I mean, yeah. So it’s a very challenging task. It took us a while to refine the process. We had a lot of going back and forth and getting some version of the task, putting it out there, seeing that it’s not really getting what we want and kind of like reiterating. We do it with other mechanical Turk tasks in the groups now. We qualify workers so we have them go through a small test and if they pass the test we let them do the task. And the specific that, because it’s so complicated. We also had this kind of like training regime. So when you start doing the tasks you are, you’re a rookie, you’re a beginner and you are in the, you can only do a small set of hits. Now every time after every cycle we are going to score you according to how many of your sentences actually following our set of guidelines and are providing the interesting linguistic distribution that we were aiming to get.

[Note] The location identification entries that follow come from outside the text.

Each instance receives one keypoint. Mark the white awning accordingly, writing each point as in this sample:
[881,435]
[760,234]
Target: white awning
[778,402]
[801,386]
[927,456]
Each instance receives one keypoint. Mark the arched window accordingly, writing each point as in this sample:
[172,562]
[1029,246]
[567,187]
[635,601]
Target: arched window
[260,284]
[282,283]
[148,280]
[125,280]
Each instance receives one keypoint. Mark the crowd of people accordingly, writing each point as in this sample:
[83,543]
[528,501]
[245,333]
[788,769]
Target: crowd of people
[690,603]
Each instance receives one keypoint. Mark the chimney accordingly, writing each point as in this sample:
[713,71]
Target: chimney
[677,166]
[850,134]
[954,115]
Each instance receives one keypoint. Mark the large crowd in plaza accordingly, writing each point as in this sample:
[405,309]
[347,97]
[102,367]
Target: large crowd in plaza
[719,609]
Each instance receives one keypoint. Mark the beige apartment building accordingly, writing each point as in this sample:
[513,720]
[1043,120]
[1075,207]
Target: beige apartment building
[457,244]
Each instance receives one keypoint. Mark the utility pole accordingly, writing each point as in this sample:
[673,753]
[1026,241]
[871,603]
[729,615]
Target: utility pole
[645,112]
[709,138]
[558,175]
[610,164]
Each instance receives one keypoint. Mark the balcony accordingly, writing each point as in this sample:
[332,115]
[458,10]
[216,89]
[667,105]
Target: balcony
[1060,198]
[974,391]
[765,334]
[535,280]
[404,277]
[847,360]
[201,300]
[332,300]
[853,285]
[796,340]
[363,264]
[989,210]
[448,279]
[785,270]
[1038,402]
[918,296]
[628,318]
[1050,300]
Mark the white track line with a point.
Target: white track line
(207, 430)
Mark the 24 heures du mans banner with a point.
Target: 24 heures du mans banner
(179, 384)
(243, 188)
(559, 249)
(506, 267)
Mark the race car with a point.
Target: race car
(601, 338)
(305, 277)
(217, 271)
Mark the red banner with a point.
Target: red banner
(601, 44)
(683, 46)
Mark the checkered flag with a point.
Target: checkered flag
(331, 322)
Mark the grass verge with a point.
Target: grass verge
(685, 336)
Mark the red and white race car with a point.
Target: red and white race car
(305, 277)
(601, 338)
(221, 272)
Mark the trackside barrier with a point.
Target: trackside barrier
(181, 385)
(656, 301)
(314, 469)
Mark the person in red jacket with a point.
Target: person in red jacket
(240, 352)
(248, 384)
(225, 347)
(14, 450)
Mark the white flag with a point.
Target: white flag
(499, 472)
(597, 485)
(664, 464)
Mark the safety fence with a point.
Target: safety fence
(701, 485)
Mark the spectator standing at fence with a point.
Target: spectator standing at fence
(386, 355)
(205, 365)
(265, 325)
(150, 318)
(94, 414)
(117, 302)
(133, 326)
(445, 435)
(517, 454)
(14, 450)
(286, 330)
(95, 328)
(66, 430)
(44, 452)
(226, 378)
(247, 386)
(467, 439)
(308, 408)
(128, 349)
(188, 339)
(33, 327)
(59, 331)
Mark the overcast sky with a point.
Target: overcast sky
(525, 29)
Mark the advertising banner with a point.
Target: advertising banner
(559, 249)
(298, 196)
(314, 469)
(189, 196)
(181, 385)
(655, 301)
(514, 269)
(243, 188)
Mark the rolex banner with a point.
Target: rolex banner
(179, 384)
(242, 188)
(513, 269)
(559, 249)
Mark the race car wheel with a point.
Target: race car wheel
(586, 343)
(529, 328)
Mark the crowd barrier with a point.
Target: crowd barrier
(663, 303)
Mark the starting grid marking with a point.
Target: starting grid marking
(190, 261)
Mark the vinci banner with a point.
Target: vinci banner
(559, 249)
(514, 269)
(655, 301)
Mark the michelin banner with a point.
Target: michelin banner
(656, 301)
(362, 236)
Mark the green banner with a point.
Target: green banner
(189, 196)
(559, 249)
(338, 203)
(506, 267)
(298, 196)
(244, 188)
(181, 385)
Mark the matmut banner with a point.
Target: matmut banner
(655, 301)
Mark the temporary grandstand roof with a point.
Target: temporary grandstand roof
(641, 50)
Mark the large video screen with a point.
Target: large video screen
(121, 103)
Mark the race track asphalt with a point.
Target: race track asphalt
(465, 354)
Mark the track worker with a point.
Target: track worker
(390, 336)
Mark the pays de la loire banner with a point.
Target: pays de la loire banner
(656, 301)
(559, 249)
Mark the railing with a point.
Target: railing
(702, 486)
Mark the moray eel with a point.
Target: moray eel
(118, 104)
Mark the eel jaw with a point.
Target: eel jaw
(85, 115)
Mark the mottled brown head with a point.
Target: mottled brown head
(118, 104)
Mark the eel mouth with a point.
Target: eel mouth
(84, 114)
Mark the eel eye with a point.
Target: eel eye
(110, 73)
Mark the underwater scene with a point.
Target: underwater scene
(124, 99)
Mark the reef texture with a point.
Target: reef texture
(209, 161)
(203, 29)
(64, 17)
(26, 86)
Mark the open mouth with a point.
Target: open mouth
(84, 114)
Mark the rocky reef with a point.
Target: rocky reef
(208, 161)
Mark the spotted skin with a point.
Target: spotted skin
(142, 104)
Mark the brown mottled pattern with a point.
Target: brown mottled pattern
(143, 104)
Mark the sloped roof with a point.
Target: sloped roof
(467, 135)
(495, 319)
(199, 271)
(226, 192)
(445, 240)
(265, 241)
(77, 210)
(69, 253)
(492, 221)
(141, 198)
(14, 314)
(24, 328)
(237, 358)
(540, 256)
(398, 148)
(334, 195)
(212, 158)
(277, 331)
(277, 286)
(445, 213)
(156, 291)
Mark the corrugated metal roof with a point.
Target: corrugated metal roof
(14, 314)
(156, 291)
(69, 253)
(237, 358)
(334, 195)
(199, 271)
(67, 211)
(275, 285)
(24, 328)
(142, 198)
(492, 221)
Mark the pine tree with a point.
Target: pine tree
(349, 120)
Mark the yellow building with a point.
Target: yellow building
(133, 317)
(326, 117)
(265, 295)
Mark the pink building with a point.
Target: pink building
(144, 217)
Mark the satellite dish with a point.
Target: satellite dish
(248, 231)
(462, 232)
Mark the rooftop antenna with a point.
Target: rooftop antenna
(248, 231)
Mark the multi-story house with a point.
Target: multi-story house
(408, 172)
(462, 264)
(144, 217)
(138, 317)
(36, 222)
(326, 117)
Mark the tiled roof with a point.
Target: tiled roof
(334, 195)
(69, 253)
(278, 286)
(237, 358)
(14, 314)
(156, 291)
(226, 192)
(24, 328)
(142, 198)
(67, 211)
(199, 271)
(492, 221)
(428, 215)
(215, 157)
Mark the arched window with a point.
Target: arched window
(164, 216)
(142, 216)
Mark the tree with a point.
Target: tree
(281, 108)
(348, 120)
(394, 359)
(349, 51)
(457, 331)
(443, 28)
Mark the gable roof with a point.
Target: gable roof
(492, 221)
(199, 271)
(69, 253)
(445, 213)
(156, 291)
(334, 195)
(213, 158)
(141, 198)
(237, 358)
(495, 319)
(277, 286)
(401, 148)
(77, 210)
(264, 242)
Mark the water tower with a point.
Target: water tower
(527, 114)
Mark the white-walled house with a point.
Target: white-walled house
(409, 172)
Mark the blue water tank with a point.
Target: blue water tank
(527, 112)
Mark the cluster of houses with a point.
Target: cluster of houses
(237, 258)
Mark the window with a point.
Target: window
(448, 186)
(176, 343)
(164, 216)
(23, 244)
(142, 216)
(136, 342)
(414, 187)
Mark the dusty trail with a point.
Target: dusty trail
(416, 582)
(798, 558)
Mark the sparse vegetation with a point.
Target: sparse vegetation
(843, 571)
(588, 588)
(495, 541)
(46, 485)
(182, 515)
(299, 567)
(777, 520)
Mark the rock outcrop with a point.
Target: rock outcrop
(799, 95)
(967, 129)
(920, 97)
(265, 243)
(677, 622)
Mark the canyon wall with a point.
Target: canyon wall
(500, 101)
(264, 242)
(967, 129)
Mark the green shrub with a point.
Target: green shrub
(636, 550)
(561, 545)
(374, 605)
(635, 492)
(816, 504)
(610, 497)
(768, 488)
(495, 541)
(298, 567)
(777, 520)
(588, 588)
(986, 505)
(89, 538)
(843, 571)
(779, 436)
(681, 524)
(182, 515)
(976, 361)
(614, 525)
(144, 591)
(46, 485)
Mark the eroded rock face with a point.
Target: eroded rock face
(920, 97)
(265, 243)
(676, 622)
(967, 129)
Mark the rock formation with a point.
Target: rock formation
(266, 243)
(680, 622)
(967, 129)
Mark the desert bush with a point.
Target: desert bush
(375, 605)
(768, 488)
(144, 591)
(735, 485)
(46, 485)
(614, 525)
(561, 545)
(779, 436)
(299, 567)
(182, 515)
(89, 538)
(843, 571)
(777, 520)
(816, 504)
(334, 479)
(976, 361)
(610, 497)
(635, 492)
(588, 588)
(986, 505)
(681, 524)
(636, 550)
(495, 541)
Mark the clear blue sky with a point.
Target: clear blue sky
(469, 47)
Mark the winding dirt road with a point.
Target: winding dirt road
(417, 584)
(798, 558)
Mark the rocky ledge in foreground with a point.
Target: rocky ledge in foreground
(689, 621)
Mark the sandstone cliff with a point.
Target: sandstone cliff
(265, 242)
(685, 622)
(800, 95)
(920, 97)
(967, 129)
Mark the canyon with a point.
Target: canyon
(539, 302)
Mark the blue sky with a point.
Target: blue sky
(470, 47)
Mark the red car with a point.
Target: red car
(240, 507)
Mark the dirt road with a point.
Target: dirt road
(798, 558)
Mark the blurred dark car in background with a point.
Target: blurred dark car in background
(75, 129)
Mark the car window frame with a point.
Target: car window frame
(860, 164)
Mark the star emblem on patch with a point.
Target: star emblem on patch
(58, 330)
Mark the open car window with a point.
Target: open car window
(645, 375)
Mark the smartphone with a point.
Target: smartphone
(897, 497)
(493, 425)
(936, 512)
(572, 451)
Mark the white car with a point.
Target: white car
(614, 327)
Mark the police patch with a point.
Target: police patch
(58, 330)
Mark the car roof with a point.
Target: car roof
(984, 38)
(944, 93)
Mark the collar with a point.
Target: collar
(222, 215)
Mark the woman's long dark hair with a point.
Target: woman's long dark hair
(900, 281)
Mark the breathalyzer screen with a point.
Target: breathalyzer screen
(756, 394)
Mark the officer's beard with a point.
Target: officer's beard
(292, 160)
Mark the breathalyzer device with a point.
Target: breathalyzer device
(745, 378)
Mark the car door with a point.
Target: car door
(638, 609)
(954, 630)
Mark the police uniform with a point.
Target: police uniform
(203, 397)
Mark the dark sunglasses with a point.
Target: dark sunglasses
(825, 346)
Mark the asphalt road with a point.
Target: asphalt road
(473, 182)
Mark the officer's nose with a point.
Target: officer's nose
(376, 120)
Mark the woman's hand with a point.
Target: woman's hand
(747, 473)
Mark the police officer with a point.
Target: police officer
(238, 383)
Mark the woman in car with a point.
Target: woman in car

And if you’re, if you are starting to be good enough, if enough of your sentences are interesting we are going to give you a bonus and then move you to a, you know, to kind of like an expert level so you get exposed to more. So people have, so we created this very strong stimulus system that basically when you get in you want to improve, you want to become better, it’s kind of like writing these elaborate things. You can think about them as reasoning challenges and then if you do that well you get paid more and you get to do more. So you become, you know, happier. I mean I guess that’s our economy works.
Yeah. We did a similar process in a recent data collection projects that we had for paragraph understanding stuff asking interesting and challenging questions. I’m glad to hear that the process works for you too. I think this is really key to getting really interesting and good data.
So I think we’ve talked so far about two different visual reasoning tasks that you have worked on there are a bunch of others also. What others would you think are still interesting to work on? Like I know there’s CLEVR, and there’s this new GQA dataset from Stanford. Do you want to talk about any of these or any others that you’re familiar with?
Yeah, I mean, so I think the first one that came out is still VQA I think VQA still has interesting challenges in it and you can even reform the task in different ways to do, for example, some kinds of a more zero shot type of learning. So this data set still has a lot of interesting stuff to do with that it may be the field of therefore the main task is potentially very crowded and that’s makes working on it’s harder. But you know when VQA kind of like the way, because of some of the biases and a relatively simple listening there, people try to do more complex reasoning and because of it’s very challenging to collect these kinds of data sets, they need a process to do a synthetic data when once you write, say if you write, once you write the grammar and especially if you can generate images, then you can create arbitrarily complex sentences.
Especially as far as like their nesting and this is what CLEVR did. They generated images where you have a bunch of, several objects scattered around in a 3D-scene and they created grammar that generates sentences that are usually very highly nested and then they, and because they have the generation process under control, they also have, they also can have some kind of a program representation and CLEVR is getting a lot of attention. It’s, I think the performance is at 99.9 point well no more points but there is probably a few more nine after that nine. You know, as a language person, I’m still on the fence about how much value there is in studying synthetic datasets. And I think the fact that CLEVR was broken kind of like, well I’ve broken is the right term there, but if people achieved extremely high performance on CLEVR even before people gave the talk at the conference, that’s kind of a indicative of what was going on.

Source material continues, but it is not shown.